Un « club de combat » dans une école du 16e

Élisabeth Goutman, fondatrice de SOS-Périscolaire en 2021 — association créée précisément en réponse à des signalements croissants de parents sur le comportement de certains moniteurs — a décrit un cas qui illustre la nature du problème. Dans une école primaire du 16e arrondissement, quatre moniteurs avaient organisé ce qu’ils appelaient entre eux un « club de combat » : des enfants étaient contraints de se battre entre eux pendant que d’autres faisaient cercle et criaient des encouragements à frapper.

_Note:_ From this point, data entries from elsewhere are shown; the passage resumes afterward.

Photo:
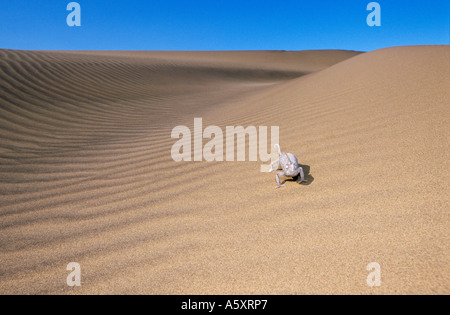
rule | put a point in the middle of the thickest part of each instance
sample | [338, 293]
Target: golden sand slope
[86, 173]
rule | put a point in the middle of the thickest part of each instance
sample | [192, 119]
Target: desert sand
[86, 173]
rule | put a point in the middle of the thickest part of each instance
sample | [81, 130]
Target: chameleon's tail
[279, 148]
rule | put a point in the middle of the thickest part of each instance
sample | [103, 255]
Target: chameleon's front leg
[302, 175]
[272, 164]
[278, 180]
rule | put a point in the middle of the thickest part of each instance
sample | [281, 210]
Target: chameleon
[289, 164]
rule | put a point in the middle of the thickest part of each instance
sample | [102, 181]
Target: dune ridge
[87, 176]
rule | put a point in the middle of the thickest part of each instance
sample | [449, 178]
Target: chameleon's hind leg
[272, 168]
[278, 180]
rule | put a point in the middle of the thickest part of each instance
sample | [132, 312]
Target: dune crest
[86, 174]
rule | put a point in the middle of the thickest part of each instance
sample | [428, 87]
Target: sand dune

Les 84 établissements visés par les enquêtes sont tous publics et relèvent de la mairie de Paris. Le nouveau maire, Emmanuel Grégoire, a annoncé une réforme du système de recrutement des animateurs, avec une enveloppe de 20 millions d’euros dédiée à la formation et à la supervision. Il a également indiqué que depuis le début de l’année, 78 moniteurs avaient été suspendus à titre conservatoire à la suite de plaintes, dont une trentaine pour des soupçons d’agression sexuelle. Désormais, a-t-il précisé, tout moniteur faisant l’objet d’une seule plainte sera automatiquement suspendu dans l’attente de l’instruction.

Les moniteurs se défendent

Du côté des moniteurs, le ton est à la résistance. La semaine dernière, plusieurs d’entre eux ont débrayé pour réclamer une meilleure reconnaissance de leur statut, estimant qu’ils sont devenus les cibles d’une atmosphère de suspicion généralisée. « Les parents ont un peu pris le contrôle des écoles et ont commencé à signaler des choses. Mais tout ce qu’ils signalent n’est pas nécessairement exact », a affirmé Carla Bonnet, représentante syndicale FO. « La mairie a perdu toute objectivité », a renchéri Rami, un moniteur en périscolaire. « Elle ne nous protège plus. Quand on travaille avec des enfants aujourd’hui, en un instant, on peut se retrouver accusé de n’importe quoi. »

Ce dernier argument ne convainc guère les familles dont les enfants ont parlé. Entre la nécessité d’entendre les adultes et l’impératif de protéger les plus jeunes, la France doit désormais choisir — et la réponse institutionnelle sera scrutée bien au-delà de Paris.